The position of the Ministry of Health (behind the Institute of Food and Nutrition) from 2013 on the issue of vegetarian nutrition is as follows: vegetarianism practiced in the right way is healthy at all stages of life. “This therefore confirms the full safety of a vegetarian diet, as long as it is diverse and well balanced. Exactly the same conditions must be met by the traditional way of eating to be able to consider it beneficial for our health. In a vegetarian diet, due to the exclusion of certain groups of products, you need to remember to provide the body with the right amount of protein, calcium, iron and vitamin B12, coming from other sources.

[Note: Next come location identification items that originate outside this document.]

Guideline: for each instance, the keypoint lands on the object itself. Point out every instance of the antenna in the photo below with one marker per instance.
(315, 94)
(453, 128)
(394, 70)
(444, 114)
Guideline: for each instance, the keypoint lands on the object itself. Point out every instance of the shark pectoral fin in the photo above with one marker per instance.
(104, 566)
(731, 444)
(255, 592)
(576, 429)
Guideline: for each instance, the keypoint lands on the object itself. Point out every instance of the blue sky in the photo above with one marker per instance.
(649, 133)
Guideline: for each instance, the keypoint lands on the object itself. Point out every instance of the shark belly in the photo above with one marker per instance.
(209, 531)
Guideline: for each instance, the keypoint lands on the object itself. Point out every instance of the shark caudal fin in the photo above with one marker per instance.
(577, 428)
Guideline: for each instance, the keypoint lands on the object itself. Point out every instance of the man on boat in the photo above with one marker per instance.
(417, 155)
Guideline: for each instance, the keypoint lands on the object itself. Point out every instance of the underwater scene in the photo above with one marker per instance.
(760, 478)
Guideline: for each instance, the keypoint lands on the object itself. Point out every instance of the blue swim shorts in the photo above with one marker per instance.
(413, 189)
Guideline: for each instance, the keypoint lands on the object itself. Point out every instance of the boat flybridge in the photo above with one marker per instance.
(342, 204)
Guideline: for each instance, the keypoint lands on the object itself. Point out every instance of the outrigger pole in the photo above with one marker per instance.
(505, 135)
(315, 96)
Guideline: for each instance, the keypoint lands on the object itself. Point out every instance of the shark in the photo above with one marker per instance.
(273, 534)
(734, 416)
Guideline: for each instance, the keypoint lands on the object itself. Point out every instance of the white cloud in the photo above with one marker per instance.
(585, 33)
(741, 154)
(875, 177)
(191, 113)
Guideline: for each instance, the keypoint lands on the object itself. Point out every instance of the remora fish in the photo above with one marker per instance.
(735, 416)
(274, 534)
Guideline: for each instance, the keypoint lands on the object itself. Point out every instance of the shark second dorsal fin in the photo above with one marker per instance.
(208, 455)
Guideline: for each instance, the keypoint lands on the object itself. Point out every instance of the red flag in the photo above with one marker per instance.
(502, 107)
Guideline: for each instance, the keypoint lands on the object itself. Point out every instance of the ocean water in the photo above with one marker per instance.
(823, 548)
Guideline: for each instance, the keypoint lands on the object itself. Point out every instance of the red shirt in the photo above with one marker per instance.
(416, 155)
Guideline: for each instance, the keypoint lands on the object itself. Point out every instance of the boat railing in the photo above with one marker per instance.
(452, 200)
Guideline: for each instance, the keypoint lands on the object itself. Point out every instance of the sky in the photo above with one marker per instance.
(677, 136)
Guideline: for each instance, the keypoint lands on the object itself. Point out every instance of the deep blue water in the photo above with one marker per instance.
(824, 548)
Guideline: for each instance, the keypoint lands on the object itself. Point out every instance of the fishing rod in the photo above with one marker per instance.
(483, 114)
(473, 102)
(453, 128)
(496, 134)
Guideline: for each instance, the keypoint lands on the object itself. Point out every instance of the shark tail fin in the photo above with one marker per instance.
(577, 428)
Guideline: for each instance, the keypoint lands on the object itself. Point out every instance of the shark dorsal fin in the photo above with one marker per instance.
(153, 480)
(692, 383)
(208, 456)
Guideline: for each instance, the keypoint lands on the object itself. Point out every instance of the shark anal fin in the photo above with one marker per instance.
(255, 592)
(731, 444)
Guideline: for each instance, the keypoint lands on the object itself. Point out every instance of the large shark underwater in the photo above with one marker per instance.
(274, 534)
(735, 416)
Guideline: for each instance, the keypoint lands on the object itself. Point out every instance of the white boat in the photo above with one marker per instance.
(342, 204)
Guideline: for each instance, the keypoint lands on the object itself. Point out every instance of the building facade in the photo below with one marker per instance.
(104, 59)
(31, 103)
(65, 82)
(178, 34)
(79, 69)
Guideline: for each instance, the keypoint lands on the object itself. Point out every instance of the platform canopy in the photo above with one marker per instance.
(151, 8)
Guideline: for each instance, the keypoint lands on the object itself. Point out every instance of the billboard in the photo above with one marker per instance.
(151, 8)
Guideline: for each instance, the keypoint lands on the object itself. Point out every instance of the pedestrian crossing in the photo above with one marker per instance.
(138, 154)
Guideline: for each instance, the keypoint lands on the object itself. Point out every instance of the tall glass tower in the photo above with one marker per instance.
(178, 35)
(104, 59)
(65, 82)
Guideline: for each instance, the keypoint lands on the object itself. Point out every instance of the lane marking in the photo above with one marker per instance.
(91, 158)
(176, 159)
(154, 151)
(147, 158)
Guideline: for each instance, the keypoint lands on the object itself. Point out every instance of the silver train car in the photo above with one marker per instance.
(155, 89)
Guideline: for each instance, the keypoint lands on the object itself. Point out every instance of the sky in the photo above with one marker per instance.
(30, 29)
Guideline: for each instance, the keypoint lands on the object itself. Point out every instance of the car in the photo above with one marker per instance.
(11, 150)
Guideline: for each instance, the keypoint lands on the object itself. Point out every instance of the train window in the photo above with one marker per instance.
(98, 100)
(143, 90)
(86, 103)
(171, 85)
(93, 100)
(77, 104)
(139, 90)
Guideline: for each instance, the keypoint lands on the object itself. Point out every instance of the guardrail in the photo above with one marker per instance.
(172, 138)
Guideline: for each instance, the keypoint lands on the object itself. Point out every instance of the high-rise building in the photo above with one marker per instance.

The sensible introduction of this type of eating habits should be remembered especially by young people who are still in the process of growth. Ideally, such modifications should be consulted with a nutritionist or at least parents” – comments Katarzyna Zadka, an expert of the Winiary educational program “Live toothsomely and healthfooly”.
Vegetarians in numbers
According to research conducted by the Homo Homini Institute for Public Opinion Research (September 2013), already 3.2% of Poles, i.e. about 1 million of the population, use the vegetarian diet1. This is a trend that is definitely gaining popularity! The survey showed that as many as 3.7% of respondents described themselves as “aspiring to be vegetarians” due to the occasional consumption of fish and meat. This is confirmed by the fact that vegetarianism can certainly be described as the diet of “tomorrow”.